Architekten Wannenmacher & Möller GmbH

ARCHITEKTUR UND INDUSTRIEKULTUR IN DER OSTWESTFÄLISCHEN STADT:

Auszug aus dem Artikel "Existenz gesichert"

Von Hendrik Bohle Architekt, Autor und Stadtforscher, veröffentlicht am 25. Juni 2019.

Drei Häuser, eine Bühne

Die Bühnen und Orchester der Stadt Bielefeld verteilen sich auf drei Häuser, die unterschiedlicher kaum sein könnten.
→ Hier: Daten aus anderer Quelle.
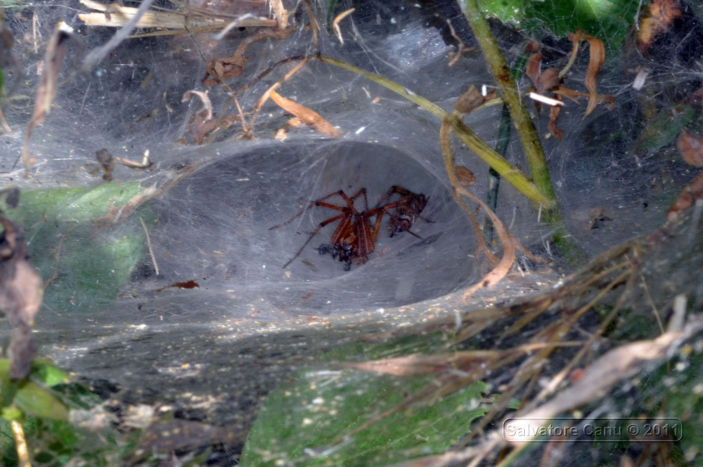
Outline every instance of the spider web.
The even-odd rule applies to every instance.
[[[478,54],[468,54],[449,66],[448,54],[456,51],[456,41],[448,20],[467,46],[475,46],[453,3],[357,6],[344,0],[337,10],[352,6],[357,10],[349,24],[340,24],[344,45],[321,29],[319,48],[323,54],[394,80],[448,111],[469,84],[480,87],[492,83]],[[14,53],[21,59],[18,96],[33,96],[39,80],[42,44],[59,18],[76,28],[88,49],[109,38],[110,32],[83,25],[77,15],[86,10],[72,0],[5,8],[7,27],[15,39]],[[494,26],[508,60],[515,63],[524,50],[524,37],[511,27]],[[604,34],[611,26],[602,25]],[[543,69],[563,66],[570,41],[536,31],[543,39]],[[311,60],[278,89],[340,129],[343,133],[340,138],[323,138],[302,126],[289,129],[285,141],[274,139],[290,115],[269,101],[254,129],[254,140],[236,139],[241,126],[235,124],[216,132],[205,144],[178,143],[192,137],[189,122],[202,105],[196,100],[181,102],[186,91],[207,91],[219,117],[236,114],[222,86],[208,88],[200,81],[208,60],[231,55],[249,34],[235,30],[220,41],[214,40],[213,34],[127,41],[89,74],[63,82],[51,114],[32,136],[32,155],[37,160],[30,178],[22,178],[23,169],[13,164],[31,117],[31,100],[19,99],[4,107],[13,131],[0,136],[4,147],[3,179],[27,191],[103,186],[95,152],[103,147],[132,160],[149,151],[151,169],[118,165],[113,172],[112,183],[122,191],[136,187],[130,197],[168,188],[146,211],[138,211],[148,225],[158,275],[136,214],[131,214],[127,224],[115,221],[72,234],[58,227],[47,230],[43,211],[37,206],[32,206],[33,216],[22,218],[28,219],[25,230],[34,234],[27,235],[31,254],[37,263],[44,261],[43,278],[58,271],[37,320],[44,353],[87,377],[117,381],[136,390],[137,400],[149,401],[171,384],[179,365],[198,362],[203,369],[198,374],[199,381],[179,376],[179,382],[163,390],[159,397],[189,407],[184,410],[193,416],[245,426],[253,416],[259,395],[285,374],[281,368],[253,378],[262,361],[277,361],[292,341],[302,353],[342,338],[323,328],[318,330],[322,337],[315,342],[317,335],[304,331],[311,322],[332,327],[354,322],[357,327],[354,334],[360,329],[422,321],[430,312],[452,313],[445,306],[447,297],[456,296],[451,294],[485,272],[484,265],[475,261],[476,241],[470,224],[451,195],[438,144],[439,122],[387,89],[347,71]],[[284,40],[254,44],[247,50],[243,75],[229,85],[236,88],[281,60],[309,53],[311,43],[310,32],[301,29]],[[76,52],[71,50],[65,63],[75,58]],[[666,125],[680,129],[699,122],[692,107],[670,105],[700,86],[699,72],[691,63],[681,58],[662,65],[639,55],[607,60],[598,76],[598,90],[614,96],[614,108],[599,105],[584,117],[585,101],[581,105],[567,102],[558,121],[563,138],[543,140],[569,234],[587,257],[659,225],[676,195],[692,178],[692,171],[675,149],[676,134],[662,136],[657,131]],[[632,86],[638,65],[648,67],[650,72],[640,89]],[[249,114],[262,93],[292,66],[281,65],[240,95],[242,109]],[[566,85],[585,91],[587,67],[588,57],[581,54],[567,75]],[[15,77],[13,73],[8,70],[6,82]],[[68,76],[65,67],[60,81]],[[522,90],[529,86],[527,78],[520,79],[520,86]],[[664,110],[645,116],[642,105],[645,100]],[[547,112],[543,109],[538,114],[529,107],[539,133],[546,135]],[[500,115],[500,108],[494,107],[472,114],[465,122],[494,147]],[[659,136],[650,137],[648,128]],[[455,147],[457,163],[472,170],[478,180],[471,190],[485,198],[487,168],[463,146],[456,143]],[[514,132],[506,157],[528,171]],[[191,169],[192,173],[188,171]],[[310,200],[339,190],[352,194],[366,188],[369,205],[375,206],[393,185],[428,197],[422,213],[432,223],[418,221],[413,226],[421,239],[407,233],[389,238],[385,221],[369,261],[355,263],[346,272],[342,263],[316,250],[329,242],[336,224],[330,225],[288,268],[282,268],[316,226],[333,214],[315,208],[280,229],[269,228],[290,218]],[[90,193],[95,193],[85,189],[87,194],[81,203],[89,203]],[[109,189],[104,191],[101,200],[117,196]],[[52,212],[61,221],[78,219],[79,213],[88,209],[79,204],[75,212],[71,211],[79,202],[75,198],[53,202]],[[504,180],[496,213],[524,246],[561,270],[558,253],[549,244],[553,233],[550,227]],[[125,212],[125,218],[130,214]],[[480,213],[479,217],[482,223]],[[124,225],[127,230],[120,230]],[[85,282],[84,276],[109,281],[115,274],[98,253],[90,261],[73,265],[80,273],[70,267],[67,259],[96,236],[104,244],[134,239],[138,254],[124,261],[127,272],[115,293],[81,295],[74,291]],[[58,266],[57,248],[64,249]],[[500,245],[491,248],[500,254]],[[557,275],[550,268],[532,272],[535,267],[523,258],[498,290],[477,298],[476,303],[502,302],[534,292],[550,285]],[[197,288],[168,287],[188,281],[196,282]],[[86,317],[92,321],[86,323]],[[268,341],[269,337],[273,341]],[[225,350],[222,343],[231,347]],[[172,348],[174,344],[180,348]],[[214,355],[206,355],[209,347],[217,349]],[[231,360],[247,355],[247,349],[252,360],[242,364],[238,379],[226,383],[223,371],[217,369],[232,369]],[[297,352],[290,350],[294,356]],[[134,367],[137,362],[143,371]],[[162,376],[145,376],[154,372]],[[245,382],[247,378],[252,381]],[[237,384],[240,388],[226,396],[227,388]],[[212,396],[214,402],[207,409],[193,409],[197,405],[193,394]],[[238,412],[232,410],[240,403],[247,407]]]

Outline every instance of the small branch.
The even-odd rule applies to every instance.
[[[324,55],[317,55],[317,59],[324,63],[333,65],[340,68],[348,70],[354,73],[358,73],[365,78],[370,79],[382,86],[397,93],[405,98],[415,103],[421,108],[427,110],[432,114],[437,117],[441,121],[451,117],[446,111],[436,105],[425,98],[415,94],[413,91],[398,84],[395,81],[391,81],[378,74],[370,73],[364,70],[358,68],[354,65],[341,62],[334,58],[325,57]],[[542,204],[548,208],[555,206],[555,199],[553,197],[550,198],[538,188],[537,188],[520,169],[508,162],[505,157],[496,152],[493,148],[486,144],[483,140],[476,136],[466,125],[465,125],[458,118],[450,118],[449,123],[452,126],[452,129],[456,136],[464,144],[469,147],[476,155],[477,155],[484,162],[492,167],[496,172],[501,174],[510,185],[515,188],[519,192],[522,193],[530,201],[536,205]]]
[[[27,440],[25,439],[25,430],[17,420],[11,420],[12,433],[15,435],[15,447],[17,448],[18,464],[20,467],[32,467],[30,462],[30,452],[27,449]]]
[[[156,256],[154,256],[154,250],[151,248],[151,239],[149,237],[149,230],[146,228],[146,224],[144,223],[144,219],[141,218],[141,216],[139,217],[139,222],[141,223],[141,227],[144,229],[144,234],[146,235],[146,246],[149,249],[151,263],[154,265],[156,275],[159,275],[159,265],[156,264]]]

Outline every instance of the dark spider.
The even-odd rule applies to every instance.
[[[347,205],[337,206],[325,202],[325,199],[335,195],[344,199]],[[362,195],[363,195],[365,210],[362,212],[359,212],[354,205],[354,202]],[[379,205],[373,209],[369,209],[366,188],[361,188],[351,197],[347,196],[346,193],[340,190],[311,202],[305,209],[295,216],[283,223],[274,225],[269,230],[276,229],[291,223],[294,219],[301,216],[304,212],[314,206],[321,206],[340,211],[340,214],[321,222],[310,235],[310,237],[308,237],[308,239],[305,241],[305,243],[303,244],[303,246],[300,247],[297,253],[288,263],[283,265],[283,268],[288,266],[293,260],[298,257],[305,246],[312,239],[312,237],[320,231],[320,229],[328,224],[340,221],[340,223],[337,225],[334,232],[332,234],[332,237],[330,238],[330,243],[327,244],[323,244],[317,249],[321,254],[327,254],[329,253],[332,255],[333,258],[338,256],[339,261],[345,263],[344,270],[349,270],[352,267],[352,261],[363,264],[368,259],[368,255],[373,251],[384,214],[387,214],[390,216],[391,219],[395,219],[398,225],[401,225],[399,228],[399,230],[403,230],[403,221],[397,218],[396,215],[390,211],[391,209],[400,206],[399,202],[386,203],[383,205]],[[374,219],[372,228],[370,221],[370,218],[374,216],[375,216],[375,219]],[[409,230],[408,231],[410,232]],[[416,234],[412,232],[410,232],[410,233],[420,238]]]
[[[394,193],[400,195],[401,197],[394,203],[388,203],[388,200],[390,199],[391,196]],[[388,230],[390,232],[389,236],[393,237],[395,234],[404,230],[410,232],[410,228],[415,223],[415,221],[418,220],[418,218],[423,219],[425,222],[432,223],[432,221],[430,219],[420,215],[420,213],[427,206],[427,198],[422,193],[419,195],[413,193],[409,190],[406,190],[397,185],[392,186],[391,189],[388,190],[388,192],[382,199],[381,202],[379,203],[379,204],[387,203],[385,204],[386,206],[395,204],[395,211],[393,213],[394,216],[391,216],[390,221],[388,221]]]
Das Theater am Alten Markt (TAM) befindet sich in einem schlichten Gebäude, in dem sich bis 1904 das Bielefelder Rathaus befand. Das Stadttheater strahlt hingegen sehr viel opulenter. Sein Bau geht auf eine Stiftung der Tabakfabrikantenwitwe Crüwell im Jahr 1885 zurück. Bis zur Grundsteinlegung dauerte es aber noch weitere 20 Jahre. Geplant wurde es vom Berliner Architekten Berhard Sehring, der dort auch das Theater des Westens und in der Lausitz das imposante Cottbusser Stadttheater entworfen hatte.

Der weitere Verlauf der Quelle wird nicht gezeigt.